Andre Ayew turned the ball home from three yards to double the lead after replacing Javier Hernandez, an unpopular decision that attracted boos from the crowd.
Here are five things we learned from the London Stadium.
1 Organised Huddersfield lack some quality
If Crystal Palace's recent sacking of Frank de Boer highlights everything wrong with modern football, Huddersfield Town are showing a lot of what is right with it.
The Terriers made it to the Premier League on a relatively shoe-string budget and have the lowest wage bill of any top-flight side.
Despite their financial disadvantage, David Wagner has forged an organised and disciplined side that more than held their own for 70 minutes yesterday.
Take nothing away from Town's start to the season, though, they still sit in a lofty sixth place and hadn't conceded a goal before this game.
Goalkeeper Jonas Lossl would've become just the fourth stopper to keep four clean sheets in their first four matches in the Premier League era, had he got another last night.
The issue, though, is that Huddersfield lack quality up front. They were naïve in their approach to the game, thinking they could defend crosses for 90 minutes, and failed to produce anything on the counter.
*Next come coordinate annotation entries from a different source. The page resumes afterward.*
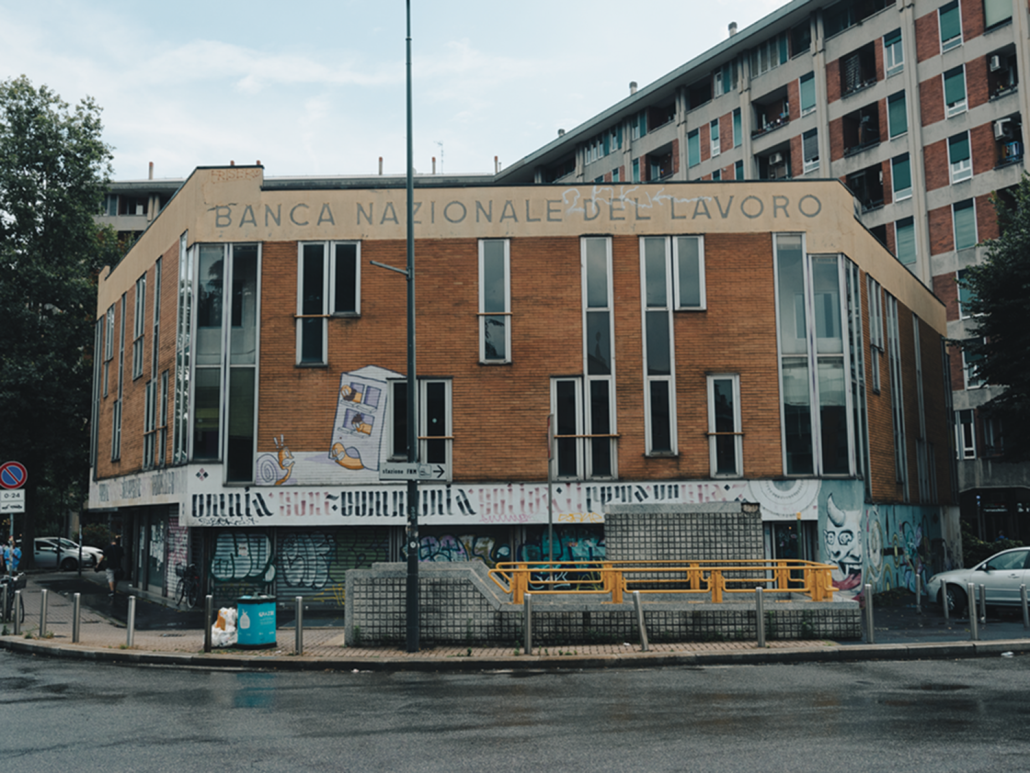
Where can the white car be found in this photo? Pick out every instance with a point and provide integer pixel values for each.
(52, 552)
(1001, 576)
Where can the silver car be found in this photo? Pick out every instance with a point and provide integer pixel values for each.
(53, 552)
(1001, 576)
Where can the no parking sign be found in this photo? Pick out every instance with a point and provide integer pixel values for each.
(12, 475)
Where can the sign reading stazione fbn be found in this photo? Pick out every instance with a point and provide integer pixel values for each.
(412, 471)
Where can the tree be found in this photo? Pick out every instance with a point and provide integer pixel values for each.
(54, 172)
(999, 300)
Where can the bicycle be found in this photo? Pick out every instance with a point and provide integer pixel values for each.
(12, 583)
(189, 586)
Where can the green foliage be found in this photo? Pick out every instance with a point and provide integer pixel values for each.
(974, 549)
(1000, 303)
(54, 172)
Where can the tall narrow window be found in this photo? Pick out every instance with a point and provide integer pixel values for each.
(964, 217)
(598, 357)
(897, 393)
(329, 284)
(807, 89)
(656, 289)
(897, 119)
(901, 177)
(183, 339)
(817, 427)
(955, 95)
(904, 240)
(138, 326)
(951, 26)
(494, 301)
(893, 53)
(958, 158)
(693, 148)
(725, 437)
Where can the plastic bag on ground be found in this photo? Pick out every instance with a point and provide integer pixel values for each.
(224, 630)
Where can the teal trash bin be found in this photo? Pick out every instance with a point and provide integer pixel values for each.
(255, 622)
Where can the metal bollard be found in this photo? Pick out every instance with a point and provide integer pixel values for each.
(640, 620)
(971, 601)
(527, 622)
(869, 634)
(131, 623)
(42, 612)
(760, 616)
(208, 611)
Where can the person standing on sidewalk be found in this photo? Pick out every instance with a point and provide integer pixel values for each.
(113, 555)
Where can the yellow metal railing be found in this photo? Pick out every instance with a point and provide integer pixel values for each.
(619, 577)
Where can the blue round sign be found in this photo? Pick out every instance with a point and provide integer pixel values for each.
(12, 475)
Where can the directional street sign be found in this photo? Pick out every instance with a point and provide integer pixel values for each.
(11, 501)
(12, 475)
(412, 471)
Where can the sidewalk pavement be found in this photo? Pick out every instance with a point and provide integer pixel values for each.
(164, 635)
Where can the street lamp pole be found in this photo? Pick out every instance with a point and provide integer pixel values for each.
(412, 607)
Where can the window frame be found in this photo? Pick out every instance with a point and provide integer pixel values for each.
(713, 432)
(505, 313)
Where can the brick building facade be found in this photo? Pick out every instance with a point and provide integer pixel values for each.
(691, 342)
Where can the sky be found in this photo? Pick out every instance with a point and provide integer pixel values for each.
(317, 87)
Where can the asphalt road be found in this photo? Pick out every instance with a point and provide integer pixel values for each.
(959, 715)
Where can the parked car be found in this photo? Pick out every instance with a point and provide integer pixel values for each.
(1001, 576)
(54, 552)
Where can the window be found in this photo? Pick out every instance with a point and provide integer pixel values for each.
(876, 330)
(964, 219)
(970, 361)
(901, 177)
(965, 435)
(955, 100)
(897, 399)
(598, 365)
(725, 78)
(659, 385)
(893, 53)
(725, 436)
(897, 118)
(768, 55)
(434, 421)
(138, 326)
(904, 240)
(958, 158)
(693, 148)
(997, 12)
(951, 26)
(494, 301)
(815, 419)
(807, 87)
(108, 346)
(810, 148)
(329, 284)
(966, 296)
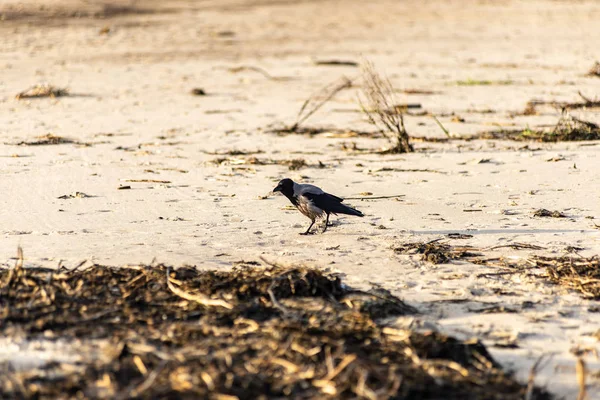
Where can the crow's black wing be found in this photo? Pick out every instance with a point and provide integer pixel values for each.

2 A long way to go for West Ham
On the surface, a 2-0 victory would appear to be a solid win for the Hammers, especially given their struggles at The London Stadium last season.
In reality, though, the East London club regularly misfired in front of goal.
It took a gigantic slice of luck for the home side to take the lead, Pedro Obiang's shot deflecting and going in the opposite corner to what he intended.
Lossl was a spectator. It was fortunate, but ultimately, deserved.
Saturday's match away to West Brom will be a much tougher test for the Irons.
3 Bilic needs time to craft his Hammers
As I alluded to in the previous paragraph, West Ham are a long way from successfully integrating the new players into their squad.
Most people will agree that Sullivan and Gold completed some excellent signings in this recent summer transfer window, but clubs can become a victim of their own success.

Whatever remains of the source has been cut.